Figure 5: Top 20 terms of KEGG enrichment analysis. Lipid-related terms were pointed by asterisks

3.4 Flower Development Genes Differentially Expressed in Mutant Line

To further identify the DEGs responsible for this phenotype, we investigated the results of GO enrichment analysis. We found significant enrichment in flower development terms, which contains 129 genes, including the orthologs of flower development B&E class genes (CmAP3, CmPI and CmSEP3), AGAMOUS-LIKE Genes (CmAGL15, CmAGL18, CmAGL24, CmAGL27 and CmAGL31), JAZs (CmJAZ1, CmJAZ2 and CmJAZ6), MYBs (CmMYB17, CmMYB21, CmMYB24, CmMYB28 and CmMYB35), WRKYs (CmWRKY54 and CmWRKY70), etc. (Fig. S1 and Table S2). Among them, multiple genes are involved in the regulation of flowering and flower development. AGL15 is involved in the regulation of Arabidopsis embryo development [24], AGL24 interacts with SOC1 to mediate the expression of LEAFY to regulate floral induction and floral development [25], and AGL27 and AGL31 are highly homologous to the flowering-time gene FLC in Arabidopsis [26]. This indicates that they may be related to flowering and flower development.
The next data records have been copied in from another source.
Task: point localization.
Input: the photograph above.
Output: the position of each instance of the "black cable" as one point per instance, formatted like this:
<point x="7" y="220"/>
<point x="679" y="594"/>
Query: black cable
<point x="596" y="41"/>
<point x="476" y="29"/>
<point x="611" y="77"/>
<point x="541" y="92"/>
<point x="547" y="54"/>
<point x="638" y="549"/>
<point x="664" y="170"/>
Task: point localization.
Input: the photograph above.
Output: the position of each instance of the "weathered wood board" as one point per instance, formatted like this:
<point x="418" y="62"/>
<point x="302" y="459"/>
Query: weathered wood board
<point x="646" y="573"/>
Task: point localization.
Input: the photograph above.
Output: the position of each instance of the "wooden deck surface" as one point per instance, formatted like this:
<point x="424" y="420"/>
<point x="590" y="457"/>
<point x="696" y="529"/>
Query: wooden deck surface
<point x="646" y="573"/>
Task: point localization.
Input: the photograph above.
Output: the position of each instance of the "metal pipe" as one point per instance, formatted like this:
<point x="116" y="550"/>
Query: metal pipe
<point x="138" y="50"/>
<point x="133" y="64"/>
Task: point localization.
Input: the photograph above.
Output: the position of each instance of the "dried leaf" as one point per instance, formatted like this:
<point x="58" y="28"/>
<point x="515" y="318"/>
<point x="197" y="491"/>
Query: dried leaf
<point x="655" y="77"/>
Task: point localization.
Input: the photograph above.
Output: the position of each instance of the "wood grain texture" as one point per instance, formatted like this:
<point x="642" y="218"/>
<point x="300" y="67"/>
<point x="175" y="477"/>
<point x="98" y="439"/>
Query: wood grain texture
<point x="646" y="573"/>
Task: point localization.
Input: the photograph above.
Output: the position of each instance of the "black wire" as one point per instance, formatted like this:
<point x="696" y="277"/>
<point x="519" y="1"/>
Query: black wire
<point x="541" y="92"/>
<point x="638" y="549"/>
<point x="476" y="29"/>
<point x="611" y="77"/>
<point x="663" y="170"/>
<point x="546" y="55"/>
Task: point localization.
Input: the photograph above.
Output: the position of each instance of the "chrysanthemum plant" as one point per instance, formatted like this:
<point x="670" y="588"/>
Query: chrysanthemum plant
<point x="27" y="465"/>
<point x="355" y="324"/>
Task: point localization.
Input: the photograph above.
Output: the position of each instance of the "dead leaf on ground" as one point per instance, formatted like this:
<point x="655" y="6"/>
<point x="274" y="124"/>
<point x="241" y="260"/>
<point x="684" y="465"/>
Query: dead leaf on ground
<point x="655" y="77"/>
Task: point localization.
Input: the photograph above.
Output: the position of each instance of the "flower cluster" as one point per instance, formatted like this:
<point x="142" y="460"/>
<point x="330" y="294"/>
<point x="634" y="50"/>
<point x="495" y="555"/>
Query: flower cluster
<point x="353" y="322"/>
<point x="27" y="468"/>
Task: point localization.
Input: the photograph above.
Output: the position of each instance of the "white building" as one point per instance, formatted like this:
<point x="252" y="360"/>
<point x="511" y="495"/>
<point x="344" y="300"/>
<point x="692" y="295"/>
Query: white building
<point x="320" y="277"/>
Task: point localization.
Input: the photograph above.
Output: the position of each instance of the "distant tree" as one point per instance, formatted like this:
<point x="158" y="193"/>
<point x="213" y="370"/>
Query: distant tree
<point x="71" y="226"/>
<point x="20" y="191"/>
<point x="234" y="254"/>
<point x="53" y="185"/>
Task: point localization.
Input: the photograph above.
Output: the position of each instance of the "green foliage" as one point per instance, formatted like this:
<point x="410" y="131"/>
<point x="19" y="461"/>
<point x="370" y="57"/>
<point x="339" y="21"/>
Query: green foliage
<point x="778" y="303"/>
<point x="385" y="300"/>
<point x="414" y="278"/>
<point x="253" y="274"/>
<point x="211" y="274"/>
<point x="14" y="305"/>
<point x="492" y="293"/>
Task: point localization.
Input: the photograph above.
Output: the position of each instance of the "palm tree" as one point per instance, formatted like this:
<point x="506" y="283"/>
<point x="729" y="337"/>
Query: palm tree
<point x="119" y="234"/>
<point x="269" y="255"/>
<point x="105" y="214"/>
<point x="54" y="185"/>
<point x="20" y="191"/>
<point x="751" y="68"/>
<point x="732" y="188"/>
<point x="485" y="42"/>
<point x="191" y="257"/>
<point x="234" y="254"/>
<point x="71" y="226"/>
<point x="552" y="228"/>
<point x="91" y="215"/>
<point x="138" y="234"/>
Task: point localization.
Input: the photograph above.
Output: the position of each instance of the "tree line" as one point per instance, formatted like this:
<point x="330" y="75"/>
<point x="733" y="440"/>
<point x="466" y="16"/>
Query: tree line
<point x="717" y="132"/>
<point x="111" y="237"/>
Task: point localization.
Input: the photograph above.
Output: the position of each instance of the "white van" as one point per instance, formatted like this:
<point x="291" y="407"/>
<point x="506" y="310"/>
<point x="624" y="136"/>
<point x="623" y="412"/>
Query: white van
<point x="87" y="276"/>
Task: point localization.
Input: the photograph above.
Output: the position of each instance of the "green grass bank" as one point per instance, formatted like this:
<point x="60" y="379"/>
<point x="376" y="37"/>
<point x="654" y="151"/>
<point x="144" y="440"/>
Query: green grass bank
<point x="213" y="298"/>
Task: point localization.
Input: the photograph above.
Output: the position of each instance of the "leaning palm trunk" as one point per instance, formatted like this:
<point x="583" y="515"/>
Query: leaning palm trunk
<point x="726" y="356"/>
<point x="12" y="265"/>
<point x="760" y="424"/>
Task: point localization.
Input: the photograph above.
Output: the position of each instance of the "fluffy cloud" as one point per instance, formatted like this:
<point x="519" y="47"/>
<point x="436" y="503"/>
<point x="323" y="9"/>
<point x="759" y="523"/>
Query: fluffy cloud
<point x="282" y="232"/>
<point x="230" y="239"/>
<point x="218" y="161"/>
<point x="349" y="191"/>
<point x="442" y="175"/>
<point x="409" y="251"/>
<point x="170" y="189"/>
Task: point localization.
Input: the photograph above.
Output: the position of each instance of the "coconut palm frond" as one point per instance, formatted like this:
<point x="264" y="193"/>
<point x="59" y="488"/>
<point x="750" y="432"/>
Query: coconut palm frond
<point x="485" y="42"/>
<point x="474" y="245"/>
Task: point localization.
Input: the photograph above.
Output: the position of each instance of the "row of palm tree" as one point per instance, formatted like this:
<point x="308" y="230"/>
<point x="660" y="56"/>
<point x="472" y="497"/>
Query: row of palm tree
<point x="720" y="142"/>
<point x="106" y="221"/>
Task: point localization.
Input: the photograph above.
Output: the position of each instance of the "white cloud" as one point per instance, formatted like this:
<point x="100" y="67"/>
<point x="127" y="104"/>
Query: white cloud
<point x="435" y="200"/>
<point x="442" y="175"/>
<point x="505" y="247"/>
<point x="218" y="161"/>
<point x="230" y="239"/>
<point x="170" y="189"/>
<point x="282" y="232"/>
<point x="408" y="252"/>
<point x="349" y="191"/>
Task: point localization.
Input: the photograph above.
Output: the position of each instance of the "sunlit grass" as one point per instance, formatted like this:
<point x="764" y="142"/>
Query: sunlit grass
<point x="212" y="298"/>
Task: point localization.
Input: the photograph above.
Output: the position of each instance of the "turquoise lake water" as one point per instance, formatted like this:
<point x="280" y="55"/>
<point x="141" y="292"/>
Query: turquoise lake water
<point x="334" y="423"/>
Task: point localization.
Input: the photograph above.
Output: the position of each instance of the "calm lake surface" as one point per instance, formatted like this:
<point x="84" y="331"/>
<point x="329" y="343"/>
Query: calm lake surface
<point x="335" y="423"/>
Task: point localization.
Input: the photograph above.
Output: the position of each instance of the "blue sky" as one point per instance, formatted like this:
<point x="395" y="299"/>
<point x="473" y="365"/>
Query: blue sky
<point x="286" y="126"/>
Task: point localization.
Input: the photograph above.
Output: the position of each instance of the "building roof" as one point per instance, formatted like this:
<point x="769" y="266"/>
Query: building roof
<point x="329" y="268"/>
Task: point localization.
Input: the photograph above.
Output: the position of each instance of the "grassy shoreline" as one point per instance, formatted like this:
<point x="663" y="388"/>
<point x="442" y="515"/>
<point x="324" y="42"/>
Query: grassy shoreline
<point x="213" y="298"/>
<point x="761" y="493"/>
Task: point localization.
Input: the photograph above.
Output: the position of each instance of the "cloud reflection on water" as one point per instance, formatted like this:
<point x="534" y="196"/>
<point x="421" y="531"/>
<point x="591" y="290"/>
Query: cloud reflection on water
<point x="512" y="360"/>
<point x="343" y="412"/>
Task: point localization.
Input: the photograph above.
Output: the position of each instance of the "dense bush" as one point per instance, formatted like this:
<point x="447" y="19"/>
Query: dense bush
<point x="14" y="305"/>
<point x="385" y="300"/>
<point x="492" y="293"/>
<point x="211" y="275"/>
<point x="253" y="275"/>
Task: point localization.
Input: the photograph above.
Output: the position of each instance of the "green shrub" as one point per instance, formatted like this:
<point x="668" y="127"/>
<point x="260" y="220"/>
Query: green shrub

JAZ1 responds to a wide range of stresses, including mechanical damage, shade and salt, and interacts with COI1, to regulate plant stress tolerance and multiple growth and developmental processes in Arabidopsis [2729]. Otherwise, CmJAZ1 regulates the flower transition in chrysanthemum [30]. MYB17 is regulated by LEAFY and AGL15 to regulate inflorescence development in Arabidopsis [31]. MYB21 and MYB24 interact with the DELLA proteins to regulate filament elongation in Arabidopsis [32]. In this term we identified many genes that regulate flowering and flower development, and many of them were associated with stress. Therefore, we concluded that changes in the expression of genes related to flower development caused by multiple stresses contribute to this phenotype.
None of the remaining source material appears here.